Questa rassegna delle tradizioni, certo incompleta ma utile a concludere la nostra riflessione sul cibo e la Pasqua proposta come un racconto a puntate in questi ultimi tre giorni, porta a una considerazione importante per chi studia e si interessa di storia delle religioni. Un procedimento prima mentale e poi devozionale tipico dell’alternarsi tra religioni è quello della presa di distanza. Di cosa si tratta? Della volontà di allontanarsi da convinzioni religiose precedenti e/o concorrenti.
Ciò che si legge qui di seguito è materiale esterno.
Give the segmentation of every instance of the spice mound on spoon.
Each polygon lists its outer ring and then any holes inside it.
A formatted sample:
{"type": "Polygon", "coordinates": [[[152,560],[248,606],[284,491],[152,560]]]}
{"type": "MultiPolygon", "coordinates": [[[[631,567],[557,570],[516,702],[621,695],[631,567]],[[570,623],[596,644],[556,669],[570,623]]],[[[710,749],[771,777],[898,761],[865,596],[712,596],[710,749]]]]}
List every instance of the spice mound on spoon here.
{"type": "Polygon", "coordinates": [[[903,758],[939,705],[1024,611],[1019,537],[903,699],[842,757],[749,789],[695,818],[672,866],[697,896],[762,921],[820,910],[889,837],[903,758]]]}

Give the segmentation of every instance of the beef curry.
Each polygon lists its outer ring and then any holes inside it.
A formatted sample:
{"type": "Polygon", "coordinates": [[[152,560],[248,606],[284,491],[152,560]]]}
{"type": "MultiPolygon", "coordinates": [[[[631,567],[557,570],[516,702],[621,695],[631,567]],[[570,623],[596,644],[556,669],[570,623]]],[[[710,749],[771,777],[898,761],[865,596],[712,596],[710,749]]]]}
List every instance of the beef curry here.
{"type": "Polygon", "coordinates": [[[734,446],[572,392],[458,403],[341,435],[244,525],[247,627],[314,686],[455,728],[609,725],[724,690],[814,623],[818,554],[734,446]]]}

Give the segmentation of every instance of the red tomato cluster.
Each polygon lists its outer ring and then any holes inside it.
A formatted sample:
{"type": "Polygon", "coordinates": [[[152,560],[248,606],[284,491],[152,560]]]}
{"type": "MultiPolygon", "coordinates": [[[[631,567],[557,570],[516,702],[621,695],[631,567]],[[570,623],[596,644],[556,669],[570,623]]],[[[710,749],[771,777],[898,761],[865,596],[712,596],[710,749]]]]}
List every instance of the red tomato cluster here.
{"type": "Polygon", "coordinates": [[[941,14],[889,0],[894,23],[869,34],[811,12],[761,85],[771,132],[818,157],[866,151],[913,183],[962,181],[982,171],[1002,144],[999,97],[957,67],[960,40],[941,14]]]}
Per essere chiari: se la religione alla quale mi voglio opporre (o che voglio in qualche modo sostituire) dispone un determinato obbligo, io cercherò di non osservarlo, anzi di distinguermene seguendo regole completamente diverse, meglio ancora se opposte. Restando sulla tavola, possiamo menzionare i primi discepoli cristiani, che più o meno consapevolmente si allontanarono dalle usanze cosiddette pagane (soprattutto romane e greche) del sacrificio degli animali, promuovendo piuttosto il digiuno e l’astinenza, a determinate condizioni, dalle carni.

Più ancora di quelle romane, erano però le regole alimentari ebraiche quelle da cui prendere esplicitamente le distanze per affermare la diversità del cristiano. Gli ebrei si ispiravano e ancora si ispirano a un principio rifiutato radicalmente da Gesù (Mc 7, 15) e dai suoi primi seguaci: l’esistenza di un grado di purezza, o all’opposto di impurità, nell’alimento e non nell’attitudine o nel comportamento di chi vi si accostava per mangiarlo. Per questa ragione alcuni animali erano del tutto interdetti, altri commestibili solo se trattati secondo operazioni rituali.

Se dunque si vogliono prendere le distanze, perché siamo qui a scrivere di agnello, colomba e uovo presentando la stretta connessione tra le tradizioni della mensa ebraica e quelle della mensa cristiana? Perché la storia ci racconta che, per quanto si cerchi di tenerle lontane, le tradizioni trovano la propria strada, sono capaci di inventare nuove connessioni e di rientrare dalla finestra quando qualcuno cerca di metterle alla porta. Accettiamo la complessità della nostra identità alimentare e celebriamo i nostri banchetti, qualunque sia il cibo che li compone, senza giudicare quelli altrui.